Header-Only XML parser written in portable ANSI C. hoxml is non-validating but largely conforming (see Limitations).
- Portable ANSI C (C89), tested with GCC (Windows and Linux) and MSVC
- Supports UTF-8, UTF-16BE, and UTF-16LE including their BOMs
- Supports entities (
'
,t
, etc.),<![CDATA[]]>
sections, comments, and processing instructions - Allows content to be passed in parts
- Does not require malloc() and allows for reallocation of the buffer
- Verifies most well-formedness constraints
- No dependencies beyond the C standard library
- Parses
<!DOCTYPE>
declarations only to the extent of not mistaking one for invalid syntax - Permits multiple
<?xml?>
and<!DOCTYPE>
delcarations, although only prior to the root element - Permits one element to have multiple attributes of the same name
Define the implementation before including hoxml.
#define HOXML_IMPLEMENTATION
#include "hoxml.h"
As usual with header-only libraries, the implementation's definition can be limited to just a single file. This will depend on your specific build configuration.

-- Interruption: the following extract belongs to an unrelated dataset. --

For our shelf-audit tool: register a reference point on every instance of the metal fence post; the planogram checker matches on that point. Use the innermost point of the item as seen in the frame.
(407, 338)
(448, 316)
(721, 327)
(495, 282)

Allocate hoxml's context object, which holds state and metadata information, and a buffer for hoxml to use.
hoxml_context_t hoxml_context[1];
char* buffer = (char*)malloc(1024);
hoxml_init(hoxml_context, buffer, 1024);
The buffer length needed will depend on the amount of XML content, its depth, and various other minor factors. As a rule of thumb, a buffer equal in length to the content is likley enough. In cases where hoxml runs out of memory, more may be allocated (see Error Recovery).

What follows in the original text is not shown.